Je ne pense pas me tromper ou m’enivrer avec les mots en disant que Me Louis-Gaston Mayila, décédé le 4 février 2025 en France, où il avait été évacué sanitairement, est à placer haut dans le Panthéon des "derniers grands" qui ont marqué, des décennies durant, le long magistère de feu le président du Gabon Omar Bongo Ondimba. Figure emblématique et atypique de l’écosystème politique gabonais, avocat, homme d’affaires et plusieurs fois ministre, Me Louis-Gaston Mayila fait partie de la garde rapprochée des "jeunes premiers" qui entourent, dans les années 1970-1980, le défunt président de la République gabonaise. Ils ont pour noms Jean-François Ntoutoume Emane alias Jacky, un économiste érudit au verbe intarissable, ce qui lui vaut des surnoms comme "Jacky-Mille-Encyclopédies" ou "Jacky-Mille-Diplômes". Michel Essonghe, introverti, discret, à la pudeur de gazelle, qui était un bourreau de travail, un culte du secret à la sicilienne et aussi un cerveau supérieur parlant peu mais bien, qui restera pendant longtemps le " nègre " indéboulonnable d’Omar Bongo Ondimba.
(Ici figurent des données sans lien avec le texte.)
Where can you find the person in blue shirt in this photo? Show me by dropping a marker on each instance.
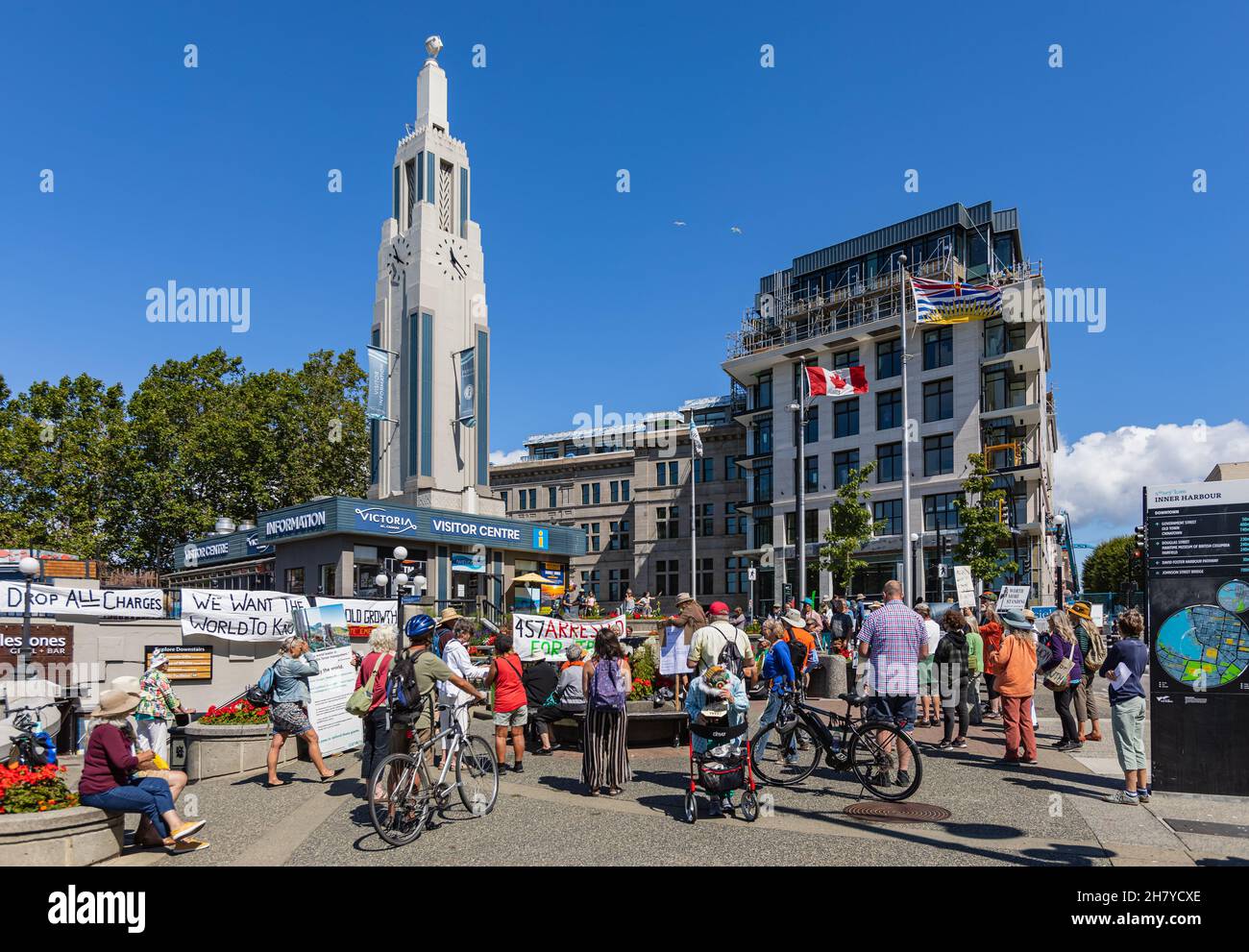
(1128, 709)
(779, 676)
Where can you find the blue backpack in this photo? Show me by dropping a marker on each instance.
(604, 686)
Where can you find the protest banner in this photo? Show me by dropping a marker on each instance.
(674, 651)
(328, 701)
(238, 615)
(536, 636)
(99, 602)
(1013, 598)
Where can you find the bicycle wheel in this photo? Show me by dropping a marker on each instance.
(777, 757)
(874, 759)
(478, 776)
(398, 805)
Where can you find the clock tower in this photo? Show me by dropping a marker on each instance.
(429, 320)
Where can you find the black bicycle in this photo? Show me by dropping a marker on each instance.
(879, 753)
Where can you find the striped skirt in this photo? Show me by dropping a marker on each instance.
(604, 757)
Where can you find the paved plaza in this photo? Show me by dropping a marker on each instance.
(1049, 815)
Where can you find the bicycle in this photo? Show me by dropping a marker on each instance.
(403, 797)
(869, 748)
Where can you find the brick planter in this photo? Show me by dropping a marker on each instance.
(226, 749)
(78, 836)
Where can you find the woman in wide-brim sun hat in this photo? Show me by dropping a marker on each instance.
(110, 777)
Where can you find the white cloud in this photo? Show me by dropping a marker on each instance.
(1098, 478)
(498, 457)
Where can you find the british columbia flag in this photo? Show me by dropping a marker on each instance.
(945, 303)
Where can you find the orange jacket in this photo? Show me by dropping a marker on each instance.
(1016, 662)
(992, 635)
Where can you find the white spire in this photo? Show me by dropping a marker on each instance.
(431, 88)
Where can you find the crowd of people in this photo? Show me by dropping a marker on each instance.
(911, 669)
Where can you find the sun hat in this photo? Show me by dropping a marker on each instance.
(1015, 619)
(115, 703)
(1081, 610)
(128, 684)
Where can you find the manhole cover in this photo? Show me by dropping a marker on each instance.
(887, 812)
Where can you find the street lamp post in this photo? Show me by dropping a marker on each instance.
(29, 568)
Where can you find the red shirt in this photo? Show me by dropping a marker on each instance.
(508, 687)
(365, 672)
(108, 762)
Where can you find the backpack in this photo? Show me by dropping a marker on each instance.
(797, 653)
(731, 656)
(261, 694)
(606, 691)
(403, 695)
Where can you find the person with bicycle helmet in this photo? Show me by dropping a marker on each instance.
(428, 670)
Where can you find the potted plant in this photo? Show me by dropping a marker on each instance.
(233, 739)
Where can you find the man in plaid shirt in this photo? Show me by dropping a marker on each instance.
(894, 640)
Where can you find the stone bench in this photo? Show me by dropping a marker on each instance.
(78, 836)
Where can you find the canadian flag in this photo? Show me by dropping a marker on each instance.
(836, 382)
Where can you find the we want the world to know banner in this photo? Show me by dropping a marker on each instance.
(100, 602)
(238, 615)
(536, 636)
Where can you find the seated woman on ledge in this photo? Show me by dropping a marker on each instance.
(110, 782)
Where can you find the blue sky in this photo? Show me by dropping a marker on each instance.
(217, 177)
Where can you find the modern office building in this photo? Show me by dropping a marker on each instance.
(979, 386)
(627, 485)
(429, 489)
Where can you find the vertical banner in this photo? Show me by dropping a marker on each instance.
(379, 385)
(467, 406)
(1198, 587)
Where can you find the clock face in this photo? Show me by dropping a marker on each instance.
(453, 258)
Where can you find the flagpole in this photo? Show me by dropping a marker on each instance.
(906, 448)
(694, 516)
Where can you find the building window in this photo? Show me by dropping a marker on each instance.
(667, 576)
(620, 535)
(667, 521)
(938, 455)
(845, 418)
(706, 519)
(888, 408)
(329, 578)
(842, 465)
(617, 583)
(938, 348)
(940, 511)
(590, 582)
(591, 530)
(888, 462)
(888, 358)
(940, 400)
(887, 518)
(706, 576)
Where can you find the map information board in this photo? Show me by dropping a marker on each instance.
(1198, 612)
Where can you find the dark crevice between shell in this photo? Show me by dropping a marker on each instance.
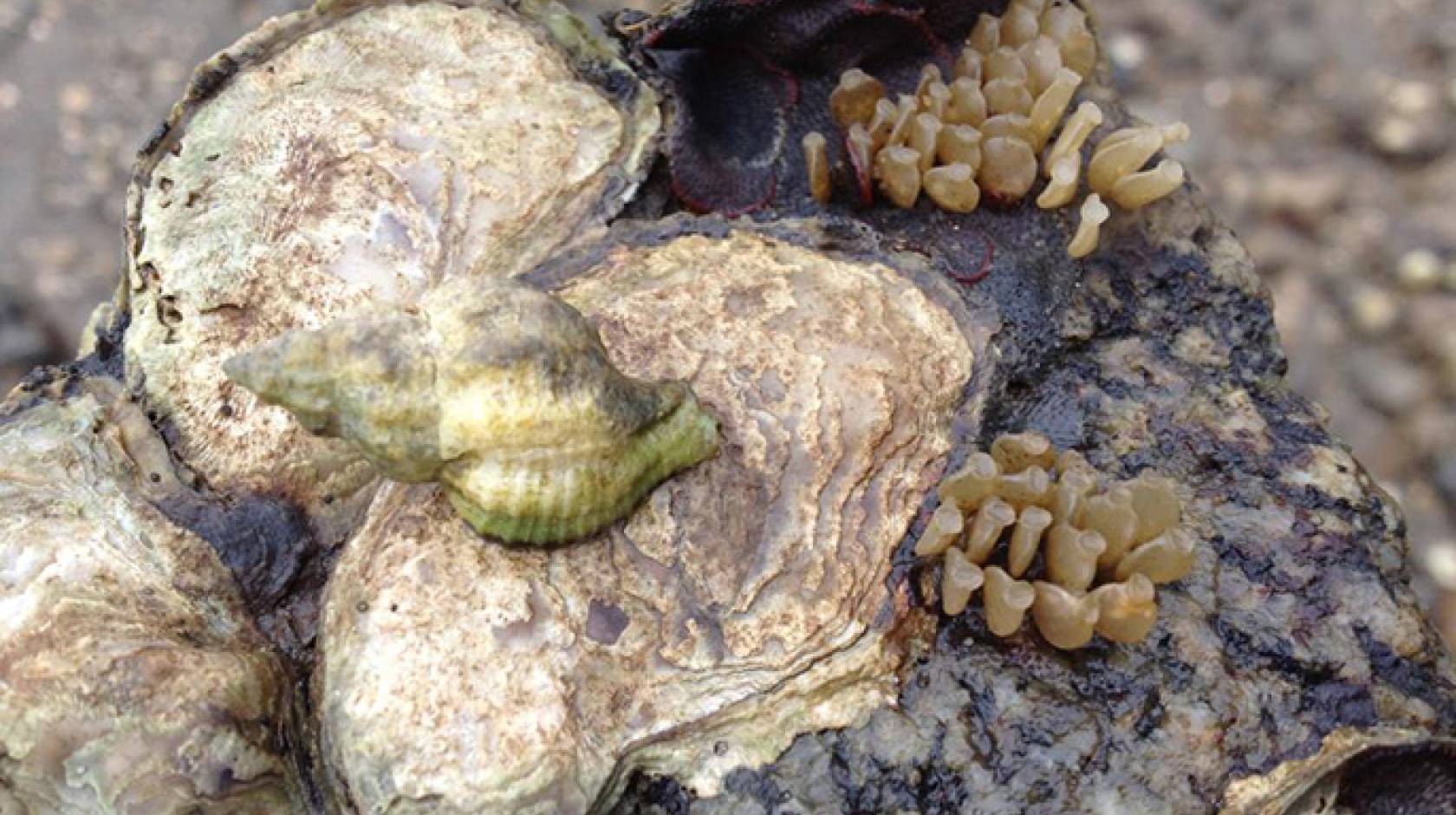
(1137, 287)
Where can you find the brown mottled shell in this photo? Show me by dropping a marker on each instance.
(503, 394)
(303, 179)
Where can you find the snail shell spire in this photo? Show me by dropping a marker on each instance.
(501, 394)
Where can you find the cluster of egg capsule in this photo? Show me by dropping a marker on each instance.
(1104, 547)
(985, 130)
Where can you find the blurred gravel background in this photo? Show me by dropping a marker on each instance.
(1323, 130)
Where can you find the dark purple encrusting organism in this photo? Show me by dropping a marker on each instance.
(725, 68)
(747, 79)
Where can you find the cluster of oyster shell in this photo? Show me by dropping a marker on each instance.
(1104, 546)
(985, 130)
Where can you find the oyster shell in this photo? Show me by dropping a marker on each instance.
(744, 603)
(1355, 772)
(346, 158)
(500, 392)
(132, 679)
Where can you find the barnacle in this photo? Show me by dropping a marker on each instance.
(816, 162)
(1072, 557)
(1014, 82)
(1006, 602)
(855, 98)
(897, 169)
(1124, 152)
(1008, 96)
(1008, 167)
(961, 579)
(1094, 214)
(1008, 126)
(952, 188)
(501, 394)
(959, 145)
(1051, 105)
(1063, 186)
(967, 102)
(1128, 610)
(1064, 619)
(1124, 534)
(1141, 190)
(1043, 60)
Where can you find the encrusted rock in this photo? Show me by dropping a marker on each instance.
(132, 679)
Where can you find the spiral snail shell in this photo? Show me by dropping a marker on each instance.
(501, 394)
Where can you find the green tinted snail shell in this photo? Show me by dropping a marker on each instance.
(501, 394)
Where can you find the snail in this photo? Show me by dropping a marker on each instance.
(500, 392)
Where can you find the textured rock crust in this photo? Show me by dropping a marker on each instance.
(764, 594)
(132, 677)
(744, 603)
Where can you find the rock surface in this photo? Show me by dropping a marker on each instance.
(772, 591)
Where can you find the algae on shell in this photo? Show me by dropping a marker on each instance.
(500, 392)
(744, 603)
(132, 677)
(346, 158)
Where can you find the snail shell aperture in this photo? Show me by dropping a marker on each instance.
(500, 392)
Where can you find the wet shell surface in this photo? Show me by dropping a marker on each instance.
(132, 677)
(342, 159)
(1355, 772)
(743, 603)
(500, 392)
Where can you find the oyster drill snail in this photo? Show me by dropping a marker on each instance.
(500, 392)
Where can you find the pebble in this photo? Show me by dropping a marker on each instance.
(1440, 564)
(1375, 310)
(1420, 270)
(1387, 381)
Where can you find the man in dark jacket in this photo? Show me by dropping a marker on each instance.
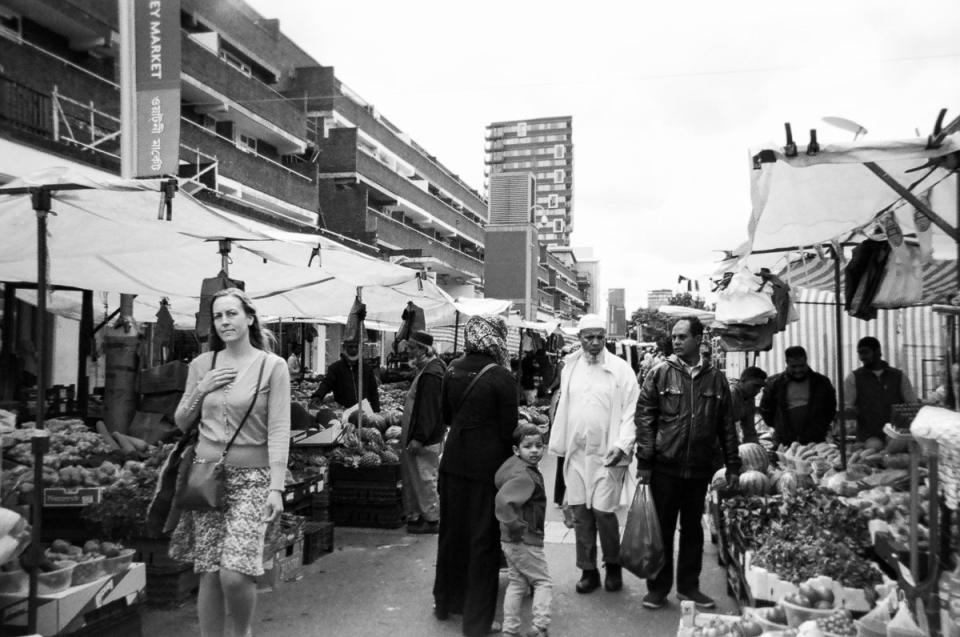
(871, 391)
(342, 378)
(421, 437)
(683, 410)
(798, 404)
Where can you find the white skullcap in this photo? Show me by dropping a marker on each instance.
(592, 322)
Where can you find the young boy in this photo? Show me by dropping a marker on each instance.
(521, 506)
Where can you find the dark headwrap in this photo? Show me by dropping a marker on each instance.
(486, 334)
Ajoutons à cette liste non exhaustive, Me Louis-Gaston Mayila. Volubile, d’une ardeur impétueuse, qui était un débatteur redoutable comme le Gabon n’en avait jamais connu auparavant.
Fils de Yombi (Fougamou), il était un spécialiste de la formule choc qui frappe les esprits. Ses interventions publiques suscitaient une véritable "Mayilamania". Les journalistes de ma génération et même ceux d’avant, se bousculaient pour interviewer Me Louis-Gaston Mayila. Surtout lors de l’émission culte de la télévision gabonaise "Les Dossiers de la RTG", où l’homme excellait avec un talent naturel pour la " tchatche". On se pâmait de ses punchlines. Lieutenant politique du président Omar Bongo Ondimba, ce dernier était fasciné par le côté fougueux et percutant de son jeune collaborateur.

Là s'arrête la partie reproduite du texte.